Most worrisome for the agency, and for investors in general,
it is that there may be a more obvious conflict
between Brussels and the Portuguese government.
There are still 3 months left to the date
provided for the upgrade of the rating of Portugal by DBRS - April 29 -
but the European rules, do not prevent any agency at any time,
to change its ratings or at least the prospect of "stable to negative".
If this happens, or better, if investors feel that it is imminent,
"the debt securities of Portugal
will be under strong selling pressure in the markets," David Schnautz fears.

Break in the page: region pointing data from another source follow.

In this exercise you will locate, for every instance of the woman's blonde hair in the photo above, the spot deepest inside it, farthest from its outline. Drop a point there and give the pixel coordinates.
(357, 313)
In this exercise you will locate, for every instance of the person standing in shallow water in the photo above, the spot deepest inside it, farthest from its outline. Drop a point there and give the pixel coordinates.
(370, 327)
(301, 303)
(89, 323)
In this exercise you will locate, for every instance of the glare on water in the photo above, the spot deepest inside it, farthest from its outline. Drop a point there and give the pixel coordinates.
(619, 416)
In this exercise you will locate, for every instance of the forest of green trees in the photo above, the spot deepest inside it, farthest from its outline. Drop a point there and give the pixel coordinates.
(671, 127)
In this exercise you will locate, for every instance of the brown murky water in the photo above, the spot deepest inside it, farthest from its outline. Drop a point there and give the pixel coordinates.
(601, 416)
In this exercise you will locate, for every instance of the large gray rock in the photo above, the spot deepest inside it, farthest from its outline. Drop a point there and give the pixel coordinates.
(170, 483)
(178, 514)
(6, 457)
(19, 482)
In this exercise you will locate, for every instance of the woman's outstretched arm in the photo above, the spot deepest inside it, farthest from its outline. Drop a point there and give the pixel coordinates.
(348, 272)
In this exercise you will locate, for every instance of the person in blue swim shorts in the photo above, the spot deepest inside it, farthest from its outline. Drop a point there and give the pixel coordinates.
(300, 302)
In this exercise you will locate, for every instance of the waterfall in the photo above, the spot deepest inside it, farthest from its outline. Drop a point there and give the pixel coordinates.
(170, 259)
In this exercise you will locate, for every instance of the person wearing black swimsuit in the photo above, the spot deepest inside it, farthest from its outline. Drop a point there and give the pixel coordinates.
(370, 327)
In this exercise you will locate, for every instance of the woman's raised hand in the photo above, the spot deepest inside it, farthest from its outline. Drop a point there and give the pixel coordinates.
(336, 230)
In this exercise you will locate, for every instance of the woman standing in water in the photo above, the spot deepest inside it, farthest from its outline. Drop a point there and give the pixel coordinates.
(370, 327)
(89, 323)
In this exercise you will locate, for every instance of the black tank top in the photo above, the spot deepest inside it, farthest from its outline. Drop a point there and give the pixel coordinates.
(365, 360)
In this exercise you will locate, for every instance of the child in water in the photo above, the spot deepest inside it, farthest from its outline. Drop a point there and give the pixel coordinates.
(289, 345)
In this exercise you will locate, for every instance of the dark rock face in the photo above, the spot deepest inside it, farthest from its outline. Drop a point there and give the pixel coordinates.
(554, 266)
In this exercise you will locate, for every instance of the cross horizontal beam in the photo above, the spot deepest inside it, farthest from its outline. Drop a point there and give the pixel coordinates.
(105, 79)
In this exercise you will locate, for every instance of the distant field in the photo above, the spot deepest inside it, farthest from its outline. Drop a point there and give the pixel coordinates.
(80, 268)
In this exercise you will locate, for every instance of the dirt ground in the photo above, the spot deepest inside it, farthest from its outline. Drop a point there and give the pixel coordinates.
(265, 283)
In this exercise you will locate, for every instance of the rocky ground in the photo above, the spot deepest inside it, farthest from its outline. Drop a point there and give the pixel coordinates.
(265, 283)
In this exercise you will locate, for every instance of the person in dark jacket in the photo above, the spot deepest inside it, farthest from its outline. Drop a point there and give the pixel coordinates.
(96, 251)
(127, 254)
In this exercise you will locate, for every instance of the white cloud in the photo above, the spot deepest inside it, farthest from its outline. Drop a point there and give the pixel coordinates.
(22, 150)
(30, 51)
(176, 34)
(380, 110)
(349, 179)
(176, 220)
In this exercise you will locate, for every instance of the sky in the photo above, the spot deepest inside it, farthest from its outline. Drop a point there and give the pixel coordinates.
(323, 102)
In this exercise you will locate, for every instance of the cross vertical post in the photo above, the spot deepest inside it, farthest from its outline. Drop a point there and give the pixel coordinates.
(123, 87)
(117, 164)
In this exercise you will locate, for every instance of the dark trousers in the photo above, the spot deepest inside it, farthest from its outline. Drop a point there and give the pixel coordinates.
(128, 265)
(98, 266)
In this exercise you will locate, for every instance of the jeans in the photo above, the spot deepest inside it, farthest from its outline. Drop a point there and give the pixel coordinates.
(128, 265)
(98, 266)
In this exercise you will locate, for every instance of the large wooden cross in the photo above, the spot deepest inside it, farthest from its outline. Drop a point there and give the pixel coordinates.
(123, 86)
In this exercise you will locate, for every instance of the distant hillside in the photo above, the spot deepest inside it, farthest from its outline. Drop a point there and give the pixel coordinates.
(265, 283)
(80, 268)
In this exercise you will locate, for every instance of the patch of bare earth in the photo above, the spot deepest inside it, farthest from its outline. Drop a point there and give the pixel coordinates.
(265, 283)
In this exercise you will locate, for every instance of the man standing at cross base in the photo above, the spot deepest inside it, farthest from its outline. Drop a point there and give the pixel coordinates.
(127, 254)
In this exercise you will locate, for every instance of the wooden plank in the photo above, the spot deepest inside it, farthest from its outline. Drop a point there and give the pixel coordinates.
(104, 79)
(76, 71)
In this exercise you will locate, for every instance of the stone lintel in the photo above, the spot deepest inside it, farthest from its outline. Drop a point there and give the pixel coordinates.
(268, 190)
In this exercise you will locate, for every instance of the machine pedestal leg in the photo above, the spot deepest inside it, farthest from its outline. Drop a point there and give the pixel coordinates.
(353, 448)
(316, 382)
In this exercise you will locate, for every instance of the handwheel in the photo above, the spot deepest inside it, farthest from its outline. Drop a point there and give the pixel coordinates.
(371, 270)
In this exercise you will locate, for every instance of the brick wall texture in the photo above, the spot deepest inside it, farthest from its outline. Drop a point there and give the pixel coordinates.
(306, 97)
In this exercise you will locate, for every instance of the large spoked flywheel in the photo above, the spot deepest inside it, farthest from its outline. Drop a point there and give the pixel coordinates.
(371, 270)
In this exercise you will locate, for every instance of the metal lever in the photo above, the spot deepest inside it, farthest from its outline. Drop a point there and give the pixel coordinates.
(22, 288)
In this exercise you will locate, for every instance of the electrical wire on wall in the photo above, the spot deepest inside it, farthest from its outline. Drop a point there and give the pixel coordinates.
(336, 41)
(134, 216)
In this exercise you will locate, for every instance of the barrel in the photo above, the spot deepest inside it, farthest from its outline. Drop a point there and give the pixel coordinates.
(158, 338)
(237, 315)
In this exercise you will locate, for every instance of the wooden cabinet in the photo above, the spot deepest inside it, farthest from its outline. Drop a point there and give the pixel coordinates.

"If interest rates start to rise,
in turn this will increase the pressure on the DBRS to cut the rating,
which can trigger a vicious circle" in the Portuguese debt,
as Commerzbank said two weeks ago,
which will most probably culminate with a new rescue bailout
to ensure that the financing of the State
and Portuguese banks does not stop.
Dire time ahead, indeed,
while António Costa and his strange communist bed-fellows
are reverting, squandering millions by millions,
creating thousnads of jobs for the boys,
decreasing the 40-hour work week to a mere 35 hours,
increasing the state servants salaries,
cancelling previous contracts of privitization,
and forging happily ahead,
ignoring all the warning signals and alarm bells
ringing all over the world about Portugal
falling into a deep, deep pit of misery.
Just as long as the unelected António Costa and his government
can keep the radicals happy, selling the country out
to the marxist and the leninist trade unions,
is of NO CONCERN:
The tax-payers will foot the bill!!
Until WHEN WILL THE SILENCE OF THE PEOPLE CONTINUE??